Un relèvement technique mais symbolique
Le taux du Livret A devrait être revu à la hausse, a indiqué le ministère de l'Économie, avec une annonce programmée le 15 juillet et une application prévue au 1er août. Le nouveau niveau sera officiellement arrêté par le ministre sur proposition de la Banque de France.
"On est en train de finaliser les calculs mais le taux du Livret A va augmenter, on annoncera ça avec la Banque de France d'ici la mi-juillet"

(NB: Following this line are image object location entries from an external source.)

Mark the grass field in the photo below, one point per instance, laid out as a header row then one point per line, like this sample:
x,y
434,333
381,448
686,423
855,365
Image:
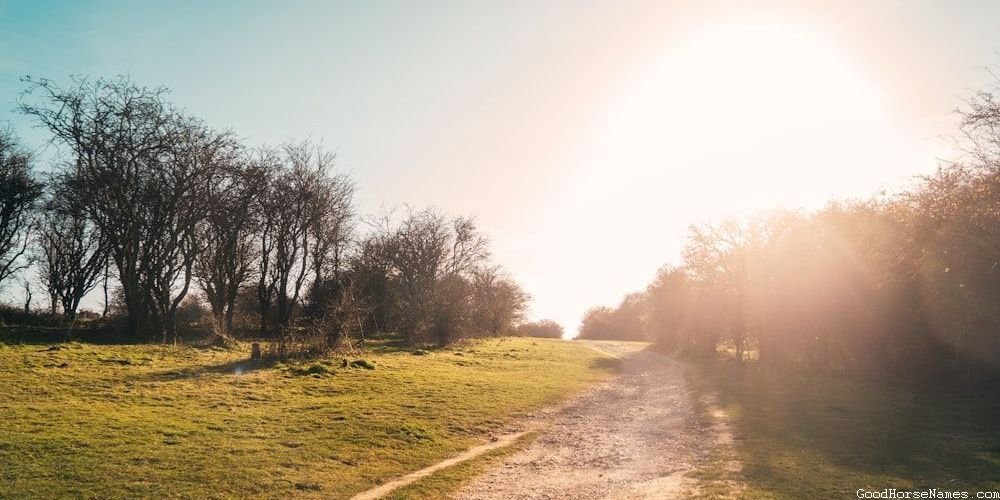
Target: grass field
x,y
826,438
81,420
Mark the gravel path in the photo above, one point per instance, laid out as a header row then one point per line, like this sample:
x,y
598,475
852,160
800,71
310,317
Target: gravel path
x,y
632,437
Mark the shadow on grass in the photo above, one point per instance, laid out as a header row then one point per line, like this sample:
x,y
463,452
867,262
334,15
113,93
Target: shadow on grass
x,y
799,437
613,365
238,367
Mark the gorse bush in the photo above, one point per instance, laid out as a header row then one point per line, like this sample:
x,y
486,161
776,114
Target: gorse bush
x,y
902,286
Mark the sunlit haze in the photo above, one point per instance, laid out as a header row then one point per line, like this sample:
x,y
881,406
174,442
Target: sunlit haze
x,y
576,133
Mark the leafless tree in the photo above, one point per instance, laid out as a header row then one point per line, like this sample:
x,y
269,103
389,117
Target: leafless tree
x,y
139,170
19,193
226,260
73,258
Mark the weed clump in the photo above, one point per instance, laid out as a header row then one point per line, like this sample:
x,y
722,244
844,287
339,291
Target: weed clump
x,y
316,369
363,363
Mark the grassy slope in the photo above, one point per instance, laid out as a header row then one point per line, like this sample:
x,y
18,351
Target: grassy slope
x,y
826,438
128,421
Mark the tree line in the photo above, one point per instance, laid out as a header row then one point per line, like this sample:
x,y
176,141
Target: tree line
x,y
897,286
160,210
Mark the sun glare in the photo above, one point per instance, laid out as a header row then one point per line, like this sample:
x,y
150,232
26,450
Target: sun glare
x,y
731,117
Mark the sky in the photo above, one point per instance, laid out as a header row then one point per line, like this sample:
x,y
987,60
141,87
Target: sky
x,y
585,137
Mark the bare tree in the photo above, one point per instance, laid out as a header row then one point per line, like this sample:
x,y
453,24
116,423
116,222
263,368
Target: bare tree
x,y
498,301
73,258
19,192
225,262
139,170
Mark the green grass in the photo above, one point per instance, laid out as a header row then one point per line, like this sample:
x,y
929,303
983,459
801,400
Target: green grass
x,y
825,438
160,421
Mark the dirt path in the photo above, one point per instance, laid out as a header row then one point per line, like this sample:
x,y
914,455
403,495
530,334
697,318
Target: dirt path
x,y
632,437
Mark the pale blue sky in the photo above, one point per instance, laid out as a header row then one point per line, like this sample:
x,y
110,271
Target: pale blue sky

Cette confidence, attribuée au ministre Roland Lescure lors d'une intervention médiatique, confirme que l'évolution tient à la mécanique de calcul du produit : une part est indexée sur l'inflation en France, l'autre reflète la politique monétaire européenne. La hausse attendue intervient après un pic d'inflation au printemps, qui a atteint 2,4% en rythme annuel en mai, selon l'Insee.
Ce que disent les prévisions
Des observateurs économiques cités dans les éléments disponibles estiment le nouveau taux autour de 1,8%. Le directeur des études économiques de l'IESEG et le directeur du Cercle de l'épargne évoquent ce niveau comme plausible au regard de la formule en vigueur. Le gouverneur de la Banque de France, Emmanuel Moulin, propose le taux au ministre, qui l'entérine ensuite.
Montants et temporalité : l'enjeu pour l'épargne populaire
Le Livret A reste massif : fin mai, les 58 millions de livrets totalisaient 444,6 milliards d'euros, selon la Caisse des dépôts. Même un mouvement de quelques dixièmes de point représente donc des montants significatifs d'intérêts versés aux ménages et de coûts pour les structures qui rémunèrent ce produit.
- Calendrier : annonce le 15 juillet, mise en œuvre le 1er août.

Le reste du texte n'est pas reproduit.